I love my son. He’s a bundle of seven-year-old who sometimes gets so overwhelmed with all that’s going on around him that his head starts to spin and pea soup shoots out his mouth. If you are a parent you know the story I’m about to share.

I’m out working in the garage on a project that somewhat needs a little more of my concentration and attention. Suddenly I’m bombarded with the greatest need ever known to man kind. “Dad, dad, dad…!” “Hold on son.” “Dad, I need you. I really need you.” “Just a second son.” “But dad I really need you right now!” “Okay, what is it?” (Long Pause) “I can’t remember…”

My son needed me so bad, but yet when I asked him what he needed he couldn’t remember. How is this possible? How can you be so desperate yet you can’t remember what it was you needed in the first place? I’m sure there are some gifted child psychologists who can answer this question, but if they did they would just ruin my point.

My point is: When the person who can help you is paying attention, you need to be ready to tell them what you need!

This is just the scenario from our reading today. For time sake I’ll assume you’ve read the passage, but if you haven’t click here to read Luke 18:35-43.

Not by Seeing

It would have been normal for Jesus and the crowd to encounter a blind person sitting on the side of the road just before you enter a city. Matthew recalls this story with two beggars (Matt. 20:30), but Mark mentions there was only one beggar and gives him a name, Bartimaeus (son of Timaeus) (Mark 10:46).

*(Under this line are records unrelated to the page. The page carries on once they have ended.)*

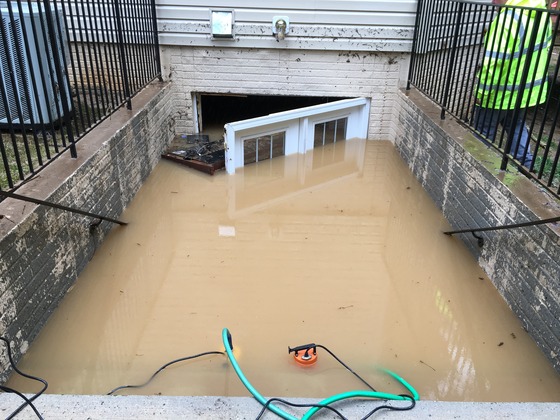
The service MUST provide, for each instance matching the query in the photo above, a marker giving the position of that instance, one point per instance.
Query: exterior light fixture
(280, 27)
(221, 23)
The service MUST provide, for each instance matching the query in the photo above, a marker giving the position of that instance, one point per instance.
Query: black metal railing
(450, 46)
(65, 67)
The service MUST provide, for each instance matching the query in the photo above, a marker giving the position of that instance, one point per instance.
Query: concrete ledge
(150, 407)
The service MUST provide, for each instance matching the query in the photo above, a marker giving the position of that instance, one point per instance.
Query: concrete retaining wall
(43, 250)
(463, 178)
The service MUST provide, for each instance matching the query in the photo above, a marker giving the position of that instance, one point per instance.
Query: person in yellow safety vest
(503, 69)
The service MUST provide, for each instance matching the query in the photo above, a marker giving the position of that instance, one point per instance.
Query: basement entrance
(214, 110)
(268, 127)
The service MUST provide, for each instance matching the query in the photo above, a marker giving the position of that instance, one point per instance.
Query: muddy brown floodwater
(340, 247)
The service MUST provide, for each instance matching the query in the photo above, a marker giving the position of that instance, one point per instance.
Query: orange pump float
(305, 355)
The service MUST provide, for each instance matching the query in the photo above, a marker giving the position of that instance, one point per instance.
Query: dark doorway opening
(215, 110)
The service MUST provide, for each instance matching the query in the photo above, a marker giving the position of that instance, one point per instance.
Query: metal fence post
(451, 61)
(122, 53)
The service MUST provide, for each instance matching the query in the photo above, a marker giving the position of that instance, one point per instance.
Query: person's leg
(520, 148)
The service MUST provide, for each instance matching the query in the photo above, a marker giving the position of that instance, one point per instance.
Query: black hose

Wouldn’t have been embarrassing if Luke said, ” and he saw the crowd going past…?” I make this joke to help us understand the power of the next point. Bartimaeus is blind, we get that, but his reaction to Jesus just proves he has heard of this man before. In fact, not only is it obvious he’s heard of Jesus, but he calls him, “Son of David,” the official title of the Messiah! Blind Bartimaeus couldn’t rely on his site, but he had to rely on the testimony of the people around him to know who Jesus was. 2 Corinthians 5:7 helps us understand that he could only rely on faith: “for we walk by faith, not by sight (ESV). The crowd however didn’t appreciate Bartimaeus’ attempt at getting Jesus’ attention. 


Have you ever been shushed? If you’ve ever seen the DreamWorks movie, “Home,” you know that King Boov walks around with a Shusher Stone and uses it to stop the people from speaking out of turn.

The crowds shushed Bartimaeus, because to them, Bartimaeus was just like every other blind and crippled beggar. They didn’t want Jesus to be slowed down or bothered by an insignificant street beggar.

But isn’t is amazing to read story after story about how Jesus stops!? He stops and he calls to people, or he reaches out a hand, or how he talks to the lowly, but most importantly, he stops!

Now What?

This next part has always been a little comical for me. Blind Bartimaeus is brought to Jesus and Jesus asks him, “What do you want me to do for you?” Seriously Jesus? His name is Blind Bartimaeus; they brought him over to you; the dude’s blind and you ask, “What do you want me to for you?”

Here it is! The moment of truth…literally! The person who can help you is paying attention, you better be ready to know what you need!

Bartimaeus responds, “Lord,” (this is important because it shows Bartimaues acknowledges who Jesus is) he said, “I want to see!” Jesus says, “Receive your sight! Your faith has healed you.” 2 Corinthians 5:7 for we walk by faith, not by sight (ESV).

Exercise For Today

 Picture Jesus looking right into your eyes and allow him to ask you this question: What do you want me to do for you?

Take a minute today and identify five spiritual needs you have. Don’t be general, like, “make me a better Christian.” Be specific. Recognize that Jesus is the Messiah, He is stopping to talk to you, He is asking you, What do you want me to do for you?